The LLVM IR language includes commands for basic boolean logic such as
and, or, and xor. However it does not include a not instruction.
Think about why that might be, and how you can logically get the same
thing without that explicit instruction!
Typing and errors
Because our languages are still pretty simple, your compiler should know
the type and scope of every variable. So for example, if someone tries
to print out a variable before defining it, or tries to use a boolean
variable where a string variable is expected or vice-versa, you should
be able to detect this and throw an error at compile-time by calling
Errors.error(...) from your compiler.
Think about why your language can do these kind of compile-time checks, whereas real languages such as Python or Scheme inherently cannot, and have to wait until run-time to check for undefined or wrong-type variables.
Memory management
I recommend making copies of strings and using malloc or calloc to
allocate new strings for most operations, rather than modifying the
strings that are passed in.
Why? Well, we have variables now! That means that sometimes, the input to some string operation will not be a string literal or the output of some sub-expression, but rather a variable value. But then, if you modify that string in-place, you just accidentally changed the variable value as well!

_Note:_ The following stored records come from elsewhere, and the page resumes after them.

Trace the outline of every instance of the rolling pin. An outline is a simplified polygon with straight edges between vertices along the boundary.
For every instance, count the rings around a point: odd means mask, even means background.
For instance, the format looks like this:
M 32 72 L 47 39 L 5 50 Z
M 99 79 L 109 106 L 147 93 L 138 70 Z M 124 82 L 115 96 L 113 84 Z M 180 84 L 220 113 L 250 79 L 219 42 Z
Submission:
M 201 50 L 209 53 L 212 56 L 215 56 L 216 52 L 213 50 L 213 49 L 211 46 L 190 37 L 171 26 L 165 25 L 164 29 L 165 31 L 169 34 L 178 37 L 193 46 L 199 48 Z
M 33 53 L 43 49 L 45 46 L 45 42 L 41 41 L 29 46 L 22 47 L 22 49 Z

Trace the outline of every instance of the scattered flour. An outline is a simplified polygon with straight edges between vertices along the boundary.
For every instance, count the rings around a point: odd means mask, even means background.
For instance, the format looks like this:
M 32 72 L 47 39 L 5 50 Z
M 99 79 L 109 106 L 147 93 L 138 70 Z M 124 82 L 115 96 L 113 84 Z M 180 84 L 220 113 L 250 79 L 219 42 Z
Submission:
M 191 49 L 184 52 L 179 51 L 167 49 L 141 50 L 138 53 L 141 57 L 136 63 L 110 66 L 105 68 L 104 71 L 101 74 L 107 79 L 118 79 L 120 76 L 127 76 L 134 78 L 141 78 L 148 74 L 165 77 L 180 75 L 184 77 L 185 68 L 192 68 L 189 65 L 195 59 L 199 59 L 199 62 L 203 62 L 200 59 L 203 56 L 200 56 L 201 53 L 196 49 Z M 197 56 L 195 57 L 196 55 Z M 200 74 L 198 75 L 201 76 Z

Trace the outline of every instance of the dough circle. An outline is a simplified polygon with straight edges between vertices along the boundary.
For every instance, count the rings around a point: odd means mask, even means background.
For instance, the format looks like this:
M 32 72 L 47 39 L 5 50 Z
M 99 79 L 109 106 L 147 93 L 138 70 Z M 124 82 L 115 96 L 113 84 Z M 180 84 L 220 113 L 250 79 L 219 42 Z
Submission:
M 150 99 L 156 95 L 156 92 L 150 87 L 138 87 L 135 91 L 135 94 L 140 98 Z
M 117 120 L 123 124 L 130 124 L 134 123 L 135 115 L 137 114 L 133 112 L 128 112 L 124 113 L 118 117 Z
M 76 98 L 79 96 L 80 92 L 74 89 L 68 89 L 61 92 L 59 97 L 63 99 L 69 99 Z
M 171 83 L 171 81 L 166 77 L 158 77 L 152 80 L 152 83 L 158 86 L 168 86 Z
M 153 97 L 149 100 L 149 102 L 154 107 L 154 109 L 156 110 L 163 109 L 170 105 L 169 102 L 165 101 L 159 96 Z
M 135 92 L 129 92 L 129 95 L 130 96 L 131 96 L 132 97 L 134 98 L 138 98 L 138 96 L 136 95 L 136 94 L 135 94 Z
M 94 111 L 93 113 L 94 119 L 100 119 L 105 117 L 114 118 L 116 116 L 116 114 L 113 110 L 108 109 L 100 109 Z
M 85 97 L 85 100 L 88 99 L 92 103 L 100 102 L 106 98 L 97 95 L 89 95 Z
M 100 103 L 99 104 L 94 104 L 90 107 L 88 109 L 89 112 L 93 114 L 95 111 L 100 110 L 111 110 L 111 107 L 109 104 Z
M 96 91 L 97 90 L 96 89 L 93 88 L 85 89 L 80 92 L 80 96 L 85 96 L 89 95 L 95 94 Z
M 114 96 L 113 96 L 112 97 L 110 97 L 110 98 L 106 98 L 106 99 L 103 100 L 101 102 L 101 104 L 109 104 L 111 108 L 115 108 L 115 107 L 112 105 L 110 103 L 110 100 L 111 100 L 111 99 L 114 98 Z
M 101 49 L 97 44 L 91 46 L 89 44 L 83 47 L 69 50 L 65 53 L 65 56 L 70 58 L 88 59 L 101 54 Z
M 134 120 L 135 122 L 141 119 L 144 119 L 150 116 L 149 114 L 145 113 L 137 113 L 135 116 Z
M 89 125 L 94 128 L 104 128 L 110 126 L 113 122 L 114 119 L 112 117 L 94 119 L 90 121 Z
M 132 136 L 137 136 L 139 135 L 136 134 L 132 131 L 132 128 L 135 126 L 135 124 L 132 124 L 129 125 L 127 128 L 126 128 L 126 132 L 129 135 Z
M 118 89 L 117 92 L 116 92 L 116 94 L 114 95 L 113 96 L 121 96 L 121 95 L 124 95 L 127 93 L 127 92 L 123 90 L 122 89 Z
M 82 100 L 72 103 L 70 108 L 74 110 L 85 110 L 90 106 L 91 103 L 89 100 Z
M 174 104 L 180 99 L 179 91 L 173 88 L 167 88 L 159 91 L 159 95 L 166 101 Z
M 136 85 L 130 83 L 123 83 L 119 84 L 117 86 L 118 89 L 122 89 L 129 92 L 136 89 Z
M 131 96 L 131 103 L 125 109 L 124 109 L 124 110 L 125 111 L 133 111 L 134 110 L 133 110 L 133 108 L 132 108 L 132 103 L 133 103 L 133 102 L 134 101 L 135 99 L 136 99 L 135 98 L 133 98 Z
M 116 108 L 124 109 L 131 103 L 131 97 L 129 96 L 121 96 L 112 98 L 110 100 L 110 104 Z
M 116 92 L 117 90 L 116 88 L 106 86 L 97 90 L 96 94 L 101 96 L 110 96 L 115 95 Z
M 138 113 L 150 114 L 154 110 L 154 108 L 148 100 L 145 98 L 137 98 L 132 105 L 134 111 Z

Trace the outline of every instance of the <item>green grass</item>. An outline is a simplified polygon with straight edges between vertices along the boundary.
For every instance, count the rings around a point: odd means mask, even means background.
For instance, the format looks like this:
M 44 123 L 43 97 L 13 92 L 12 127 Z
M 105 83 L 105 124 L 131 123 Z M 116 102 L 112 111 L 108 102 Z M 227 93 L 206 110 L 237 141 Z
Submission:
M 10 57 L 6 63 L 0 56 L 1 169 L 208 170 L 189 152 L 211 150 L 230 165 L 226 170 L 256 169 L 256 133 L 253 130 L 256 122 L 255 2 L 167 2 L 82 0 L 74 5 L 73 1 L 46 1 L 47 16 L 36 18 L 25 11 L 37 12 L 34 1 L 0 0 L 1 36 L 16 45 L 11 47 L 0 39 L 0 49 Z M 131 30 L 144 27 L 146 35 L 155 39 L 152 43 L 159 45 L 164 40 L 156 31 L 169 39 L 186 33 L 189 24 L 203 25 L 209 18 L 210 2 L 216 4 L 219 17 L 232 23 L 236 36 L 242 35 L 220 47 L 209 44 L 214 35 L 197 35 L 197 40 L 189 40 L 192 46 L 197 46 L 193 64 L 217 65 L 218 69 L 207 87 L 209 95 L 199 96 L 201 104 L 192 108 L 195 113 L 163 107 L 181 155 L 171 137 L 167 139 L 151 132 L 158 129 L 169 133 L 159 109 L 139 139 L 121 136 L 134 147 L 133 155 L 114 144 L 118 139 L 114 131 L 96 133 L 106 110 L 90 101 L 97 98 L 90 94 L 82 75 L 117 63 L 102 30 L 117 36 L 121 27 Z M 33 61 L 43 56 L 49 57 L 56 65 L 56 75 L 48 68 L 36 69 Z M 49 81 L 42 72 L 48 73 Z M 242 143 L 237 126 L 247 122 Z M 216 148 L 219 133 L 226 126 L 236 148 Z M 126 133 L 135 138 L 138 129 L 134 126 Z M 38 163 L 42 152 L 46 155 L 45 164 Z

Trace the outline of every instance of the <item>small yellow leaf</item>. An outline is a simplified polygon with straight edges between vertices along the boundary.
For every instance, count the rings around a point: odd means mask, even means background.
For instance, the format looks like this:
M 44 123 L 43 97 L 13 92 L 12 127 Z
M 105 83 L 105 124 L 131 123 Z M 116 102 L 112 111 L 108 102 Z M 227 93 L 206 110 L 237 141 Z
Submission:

If you are writing C code in preamble.c to deal with this, note that
some C string functions such as strdup already call malloc for you
to allocate a new string before returning, and some others such as
strcat expect you to pre-allocate enough space for the result. So read
the man pages and work carefully.
Note that, if you take this advice and continually allocate new memory
for all the string operations, your compiled code will probably have a
memory leak, unless you also go through the careful business of
calling free() at just the right spots to de-allocate all those
strings. Memory leaks are OK for this lab, but if you have time and want
an extra challenge, see if you can get free() to work so that every
allocated string is free’d exactly once before the program terminates.